Bioanalytical Sciences, Bristol-Myers Squibb Co., Princeton, NJ 08543, United States.
Bioanalytical Sciences, Bristol-Myers Squibb Co., Princeton, NJ 08543, United States.
J Pharm Biomed Anal. 2018 Jun 5;155:141-147. doi: 10.1016/j.jpba.2018.03.064. Epub 2018 Apr 4.
Metabolite interferences represent a major risk of inaccurate quantification when using LC-MS/MS bioanalytical assays. During LC-MS/MS bioanalysis of BMS-919194, a phosphate ester prodrug, in plasma samples from rat and monkey GLP toxicology studies, an unknown peak was detected in the MRM channel of the prodrug. This peak was not observed in previous discovery toxicology studies, in which a fast gradient LC-MS/MS method was used. We found out that this unknown peak would co-elute with the prodrug peak when the discovery method was used, therefore, causing significant overestimation of the exposure of the prodrug in the discovery toxicology studies. To understand the nature of this interfering peak and its impact to bioanalytical assay, we further investigated its formation and identification. The interfering compound and the prodrug were found to be isobaric and to have the same major product ions in electrospray ionization positive mode, thus, could not be differentiated using a triple quadrupole mass spectrometer. By using high-resolution mass spectrometry (HRMS), the interfering metabolite was successfully identified to be an isobaric sulfate metabolite of BMS-919194. To the best of our knowledge, this is the first report that a phosphate prodrug was metabolized in vivo to an isobaric sulfate metabolite, and this metabolite caused significant interference to the analysis of the prodrug. This work demonstrated the presence of the interference risk from isobaric sulfate metabolites to the bioanalysis of phosphate prodrugs in real samples. It is critical to evaluate and mitigate potential metabolite interferences during method development, therefore, minimize the related bioanalytical risks and ensure assay quality. Our work also showed the unique advantages of HRMS in identifying potential metabolite interference during LC-MS/MS bioanalysis.

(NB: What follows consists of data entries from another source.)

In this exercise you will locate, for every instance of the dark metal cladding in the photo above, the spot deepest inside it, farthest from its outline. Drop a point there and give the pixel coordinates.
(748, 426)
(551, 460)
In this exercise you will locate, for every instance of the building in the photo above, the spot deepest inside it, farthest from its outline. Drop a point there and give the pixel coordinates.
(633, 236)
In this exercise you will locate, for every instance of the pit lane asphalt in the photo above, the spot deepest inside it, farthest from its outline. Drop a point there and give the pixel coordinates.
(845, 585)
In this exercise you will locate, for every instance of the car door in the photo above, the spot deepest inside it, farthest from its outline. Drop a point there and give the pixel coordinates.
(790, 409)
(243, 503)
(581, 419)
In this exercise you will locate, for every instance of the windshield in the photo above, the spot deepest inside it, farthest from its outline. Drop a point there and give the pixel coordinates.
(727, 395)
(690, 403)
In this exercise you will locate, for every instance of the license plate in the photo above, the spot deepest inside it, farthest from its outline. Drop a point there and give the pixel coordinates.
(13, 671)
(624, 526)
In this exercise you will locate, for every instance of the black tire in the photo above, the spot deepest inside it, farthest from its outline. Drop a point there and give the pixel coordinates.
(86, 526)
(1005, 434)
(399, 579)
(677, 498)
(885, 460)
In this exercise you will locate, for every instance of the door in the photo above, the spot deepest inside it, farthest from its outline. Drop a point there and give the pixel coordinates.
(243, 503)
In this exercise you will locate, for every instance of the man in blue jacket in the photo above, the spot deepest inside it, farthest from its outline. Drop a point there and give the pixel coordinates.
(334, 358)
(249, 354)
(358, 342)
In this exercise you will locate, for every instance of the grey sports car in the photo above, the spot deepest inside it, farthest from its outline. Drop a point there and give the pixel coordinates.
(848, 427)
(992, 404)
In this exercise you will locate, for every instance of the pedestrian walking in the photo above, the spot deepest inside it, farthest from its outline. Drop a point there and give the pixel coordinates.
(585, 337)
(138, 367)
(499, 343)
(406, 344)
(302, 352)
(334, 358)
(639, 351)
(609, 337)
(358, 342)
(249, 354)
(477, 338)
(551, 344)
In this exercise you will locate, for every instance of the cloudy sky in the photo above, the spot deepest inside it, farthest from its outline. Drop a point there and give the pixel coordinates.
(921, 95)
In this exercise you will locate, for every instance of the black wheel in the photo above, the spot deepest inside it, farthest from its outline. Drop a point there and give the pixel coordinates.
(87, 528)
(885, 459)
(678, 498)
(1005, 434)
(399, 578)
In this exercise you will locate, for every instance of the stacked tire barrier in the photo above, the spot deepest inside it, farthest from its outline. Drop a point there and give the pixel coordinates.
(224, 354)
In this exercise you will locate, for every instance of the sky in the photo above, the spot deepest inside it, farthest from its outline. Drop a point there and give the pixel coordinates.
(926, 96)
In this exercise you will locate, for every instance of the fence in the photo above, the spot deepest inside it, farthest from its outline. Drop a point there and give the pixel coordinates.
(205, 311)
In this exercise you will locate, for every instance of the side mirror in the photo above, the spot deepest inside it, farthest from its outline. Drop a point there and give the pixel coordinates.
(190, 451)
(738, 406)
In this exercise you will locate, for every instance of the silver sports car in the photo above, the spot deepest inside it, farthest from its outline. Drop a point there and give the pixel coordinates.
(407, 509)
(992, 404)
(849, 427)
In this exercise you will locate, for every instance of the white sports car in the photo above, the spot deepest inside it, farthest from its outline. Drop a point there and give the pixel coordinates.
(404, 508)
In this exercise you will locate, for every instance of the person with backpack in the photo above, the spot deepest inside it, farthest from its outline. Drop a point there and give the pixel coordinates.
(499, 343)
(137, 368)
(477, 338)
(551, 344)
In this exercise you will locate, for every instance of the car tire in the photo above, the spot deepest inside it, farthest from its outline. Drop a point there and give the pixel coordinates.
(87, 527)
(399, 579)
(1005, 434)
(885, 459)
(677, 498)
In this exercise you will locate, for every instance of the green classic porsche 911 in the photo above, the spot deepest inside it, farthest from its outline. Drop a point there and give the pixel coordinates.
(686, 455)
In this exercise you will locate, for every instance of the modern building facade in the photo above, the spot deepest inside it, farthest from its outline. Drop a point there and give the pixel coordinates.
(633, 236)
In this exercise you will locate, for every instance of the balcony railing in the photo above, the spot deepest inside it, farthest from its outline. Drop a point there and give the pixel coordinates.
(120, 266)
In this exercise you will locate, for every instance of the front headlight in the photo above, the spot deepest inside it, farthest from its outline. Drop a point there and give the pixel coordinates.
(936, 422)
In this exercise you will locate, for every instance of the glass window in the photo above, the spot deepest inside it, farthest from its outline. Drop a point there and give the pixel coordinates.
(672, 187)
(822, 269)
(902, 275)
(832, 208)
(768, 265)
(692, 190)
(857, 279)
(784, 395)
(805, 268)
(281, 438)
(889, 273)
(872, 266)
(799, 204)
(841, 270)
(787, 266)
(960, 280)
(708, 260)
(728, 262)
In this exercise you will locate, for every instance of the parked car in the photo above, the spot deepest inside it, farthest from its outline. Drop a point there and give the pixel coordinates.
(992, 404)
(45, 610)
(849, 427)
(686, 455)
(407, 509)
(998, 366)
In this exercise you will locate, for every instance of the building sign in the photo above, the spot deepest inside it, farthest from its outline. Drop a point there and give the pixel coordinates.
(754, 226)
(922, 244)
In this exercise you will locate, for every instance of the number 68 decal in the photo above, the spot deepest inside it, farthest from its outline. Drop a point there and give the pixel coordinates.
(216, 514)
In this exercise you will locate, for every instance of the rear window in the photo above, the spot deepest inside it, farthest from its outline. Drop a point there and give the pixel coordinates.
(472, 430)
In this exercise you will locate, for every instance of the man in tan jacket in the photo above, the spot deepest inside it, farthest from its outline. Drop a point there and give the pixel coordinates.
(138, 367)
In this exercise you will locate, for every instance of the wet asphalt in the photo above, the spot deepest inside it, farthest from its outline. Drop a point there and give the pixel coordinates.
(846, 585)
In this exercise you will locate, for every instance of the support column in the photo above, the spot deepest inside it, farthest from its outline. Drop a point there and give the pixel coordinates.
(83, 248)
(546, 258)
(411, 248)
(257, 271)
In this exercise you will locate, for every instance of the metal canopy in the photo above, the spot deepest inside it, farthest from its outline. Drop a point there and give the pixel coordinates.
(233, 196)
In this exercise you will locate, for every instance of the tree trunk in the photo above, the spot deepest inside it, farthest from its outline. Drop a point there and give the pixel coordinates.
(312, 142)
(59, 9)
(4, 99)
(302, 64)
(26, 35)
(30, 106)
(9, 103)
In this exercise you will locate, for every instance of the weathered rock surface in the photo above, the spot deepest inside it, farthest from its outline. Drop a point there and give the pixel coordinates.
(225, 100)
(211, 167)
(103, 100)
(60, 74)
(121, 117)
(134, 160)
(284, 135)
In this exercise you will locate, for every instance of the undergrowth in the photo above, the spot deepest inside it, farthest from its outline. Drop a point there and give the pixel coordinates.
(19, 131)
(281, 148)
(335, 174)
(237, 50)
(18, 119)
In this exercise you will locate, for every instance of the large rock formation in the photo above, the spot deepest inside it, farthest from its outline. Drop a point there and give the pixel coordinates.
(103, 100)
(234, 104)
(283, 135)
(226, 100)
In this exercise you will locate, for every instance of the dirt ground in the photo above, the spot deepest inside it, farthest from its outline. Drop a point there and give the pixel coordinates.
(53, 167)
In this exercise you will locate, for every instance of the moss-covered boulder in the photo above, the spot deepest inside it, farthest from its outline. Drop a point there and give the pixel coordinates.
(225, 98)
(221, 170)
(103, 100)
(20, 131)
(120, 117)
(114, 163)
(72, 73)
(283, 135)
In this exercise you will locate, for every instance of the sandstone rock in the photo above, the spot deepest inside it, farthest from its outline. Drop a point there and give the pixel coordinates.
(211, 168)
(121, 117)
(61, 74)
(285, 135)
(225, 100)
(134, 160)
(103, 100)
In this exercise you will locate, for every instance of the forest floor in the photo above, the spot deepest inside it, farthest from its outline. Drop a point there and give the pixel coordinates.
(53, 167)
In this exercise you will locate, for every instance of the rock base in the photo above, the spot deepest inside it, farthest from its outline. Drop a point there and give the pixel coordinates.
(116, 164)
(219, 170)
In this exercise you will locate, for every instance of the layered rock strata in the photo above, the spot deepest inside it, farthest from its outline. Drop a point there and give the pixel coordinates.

当使用 LC-MS/MS 生物分析测定法分析 BMS-919194(一种磷酸酯前药)在大鼠和猴子 GLP 毒理学研究的血浆样本时,检测到 MRM 通道中存在未知峰。在之前的发现毒理学研究中,未观察到该未知峰,而在该研究中使用了快速梯度 LC-MS/MS 方法。我们发现,当使用发现方法时,该未知峰会与前药峰共洗脱,从而导致在发现毒理学研究中对前药的暴露量的过高估计。为了了解该干扰峰的性质及其对生物分析测定法的影响,我们进一步研究了其形成和鉴定。发现干扰化合物和前药是等重的,并且在电喷雾电离正模式下具有相同的主要产物离子,因此,无法使用三重四极杆质谱仪进行区分。通过使用高分辨率质谱(HRMS),成功地将干扰代谢物鉴定为 BMS-919194 的等重硫酸盐代谢物。据我们所知,这是首次报道磷酸前药在体内代谢为等重硫酸盐代谢物,并且该代谢物对前药的分析造成了显著干扰。这项工作证明了在真实样本中,等重硫酸盐代谢物对磷酸前药的生物分析存在干扰风险。在方法开发过程中评估和减轻潜在代谢物干扰至关重要,因此,尽量减少相关的生物分析风险并确保测定质量。我们的工作还显示了 HRMS 在识别 LC-MS/MS 生物分析中潜在代谢物干扰方面的独特优势。